The Indian Pond Heron (Ardeola grayii) is a small heron. It is of Old World origins, breeding in southern Iran and east to India, Burma and Sri Lanka.
In Breeding plumage with red legs in Kolkata, West Bengal, India.
They appear stocky with a short neck, short thick bill and buff-brown back. In summer, adults have long neck feathers. Its appearance is transformed from their dull colours when they take to flight, when the white of the wings makes them very prominent. It is very similar to the Squacco Heron, Ardeola ralloides, but is darker-backed. To the east of its range, it is replaced by the Chinese Pond Heron, Ardeola bacchus.
During the breeding season, there are records of individuals with red legs. The numbers do not suggest that this is a normal change for adults during the breeding season and some have suggested the possibility of it being genetic variants.
Erythristic plumage has been noted. The race phillipsi has been suggested for the populations found in the Maldives, however this is not always recognized.
They are very silent but may give a harsh croak when flushed or near their nests.
This bird was first described by Colonel W. H. Sykes in 1832 and given its scientific name in honour of John Edward Gray.

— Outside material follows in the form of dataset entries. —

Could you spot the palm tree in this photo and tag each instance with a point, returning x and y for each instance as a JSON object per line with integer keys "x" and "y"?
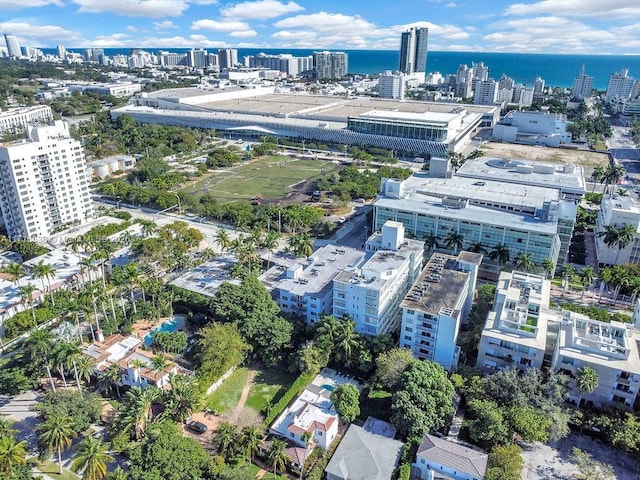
{"x": 499, "y": 253}
{"x": 587, "y": 276}
{"x": 12, "y": 453}
{"x": 586, "y": 381}
{"x": 56, "y": 434}
{"x": 26, "y": 293}
{"x": 222, "y": 240}
{"x": 431, "y": 242}
{"x": 548, "y": 266}
{"x": 250, "y": 439}
{"x": 597, "y": 176}
{"x": 277, "y": 456}
{"x": 618, "y": 237}
{"x": 44, "y": 272}
{"x": 226, "y": 439}
{"x": 523, "y": 262}
{"x": 454, "y": 241}
{"x": 91, "y": 458}
{"x": 15, "y": 270}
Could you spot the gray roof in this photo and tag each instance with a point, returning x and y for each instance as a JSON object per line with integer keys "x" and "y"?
{"x": 364, "y": 456}
{"x": 453, "y": 455}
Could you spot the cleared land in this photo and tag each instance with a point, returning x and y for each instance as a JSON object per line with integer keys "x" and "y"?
{"x": 586, "y": 158}
{"x": 272, "y": 177}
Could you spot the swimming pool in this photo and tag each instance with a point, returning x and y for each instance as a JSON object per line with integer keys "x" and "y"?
{"x": 174, "y": 323}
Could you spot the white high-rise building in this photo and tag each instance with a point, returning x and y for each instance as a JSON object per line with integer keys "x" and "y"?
{"x": 391, "y": 86}
{"x": 486, "y": 92}
{"x": 582, "y": 85}
{"x": 13, "y": 46}
{"x": 43, "y": 183}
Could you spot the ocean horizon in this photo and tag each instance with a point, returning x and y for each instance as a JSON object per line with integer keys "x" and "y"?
{"x": 557, "y": 70}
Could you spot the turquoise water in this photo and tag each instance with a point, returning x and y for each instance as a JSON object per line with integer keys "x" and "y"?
{"x": 171, "y": 325}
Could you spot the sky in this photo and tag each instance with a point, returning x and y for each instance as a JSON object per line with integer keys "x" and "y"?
{"x": 525, "y": 26}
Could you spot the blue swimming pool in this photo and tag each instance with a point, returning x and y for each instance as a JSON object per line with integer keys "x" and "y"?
{"x": 174, "y": 323}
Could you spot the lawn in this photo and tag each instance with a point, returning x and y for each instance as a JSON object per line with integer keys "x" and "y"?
{"x": 271, "y": 177}
{"x": 51, "y": 469}
{"x": 268, "y": 386}
{"x": 228, "y": 394}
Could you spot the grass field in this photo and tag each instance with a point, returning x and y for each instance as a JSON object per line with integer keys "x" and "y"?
{"x": 268, "y": 386}
{"x": 272, "y": 177}
{"x": 228, "y": 394}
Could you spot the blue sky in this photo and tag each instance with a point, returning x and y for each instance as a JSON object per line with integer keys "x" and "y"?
{"x": 546, "y": 26}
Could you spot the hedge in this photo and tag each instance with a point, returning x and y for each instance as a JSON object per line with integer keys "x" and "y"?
{"x": 296, "y": 387}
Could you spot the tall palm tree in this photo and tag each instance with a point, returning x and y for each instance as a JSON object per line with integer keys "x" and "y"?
{"x": 26, "y": 293}
{"x": 222, "y": 240}
{"x": 586, "y": 277}
{"x": 12, "y": 454}
{"x": 523, "y": 262}
{"x": 586, "y": 381}
{"x": 44, "y": 271}
{"x": 91, "y": 459}
{"x": 454, "y": 241}
{"x": 499, "y": 253}
{"x": 277, "y": 456}
{"x": 618, "y": 237}
{"x": 250, "y": 438}
{"x": 226, "y": 438}
{"x": 56, "y": 434}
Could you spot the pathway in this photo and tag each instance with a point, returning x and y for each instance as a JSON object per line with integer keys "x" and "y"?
{"x": 234, "y": 415}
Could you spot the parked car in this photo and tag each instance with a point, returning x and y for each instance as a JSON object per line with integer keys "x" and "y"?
{"x": 197, "y": 427}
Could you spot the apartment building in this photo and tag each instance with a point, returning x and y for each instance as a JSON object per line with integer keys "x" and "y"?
{"x": 305, "y": 287}
{"x": 617, "y": 210}
{"x": 43, "y": 183}
{"x": 371, "y": 294}
{"x": 611, "y": 349}
{"x": 515, "y": 333}
{"x": 15, "y": 119}
{"x": 524, "y": 217}
{"x": 438, "y": 302}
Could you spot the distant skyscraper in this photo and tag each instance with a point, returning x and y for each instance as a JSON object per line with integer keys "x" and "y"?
{"x": 330, "y": 64}
{"x": 413, "y": 51}
{"x": 582, "y": 85}
{"x": 13, "y": 46}
{"x": 228, "y": 57}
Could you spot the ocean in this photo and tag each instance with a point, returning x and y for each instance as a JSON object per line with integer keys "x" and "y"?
{"x": 556, "y": 70}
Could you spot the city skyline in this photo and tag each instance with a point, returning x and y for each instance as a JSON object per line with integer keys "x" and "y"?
{"x": 560, "y": 26}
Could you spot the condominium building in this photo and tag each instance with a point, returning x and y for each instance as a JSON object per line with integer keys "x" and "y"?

The Indian Pond Heron's feeding habitat is marshy wetlands. They usually feed at the edge of ponds but make extensive use of floating vegetation such as Water hyacinth to access deeper water. They may also on occasion swim on water or fish from air.
Pair at Nest in Kolkata, West Bengal, India.
They nest in small colonies, often with other wading birds, usually on platforms of sticks in trees or shrubs. 3-5 eggs are laid. These herons feed on insects (including dragonflies), fish (Barilius noted as important in a study in Chandigarh) and amphibians.
Nocturnal movements of Pond Herons have been noted along the coast near Chennai.
They are very common in India, and they can be approached very close before they are flushed. They may also forage at garbage heaps.
They have few predators and injured birds may be taken by birds of prey.
An arbovirus "Balagodu", trematodes and several other parasites have been isolated from the species. Antibodies to Japanese Encephalitis/West Nile Virus has been detected in Pond Herons and Cattle Egrets from southern India. Heavy metal pollution appears to be indicated particularly in the tail feathers.
Karyology studies indicate that Pond Herons have 68 chromosomes (2N).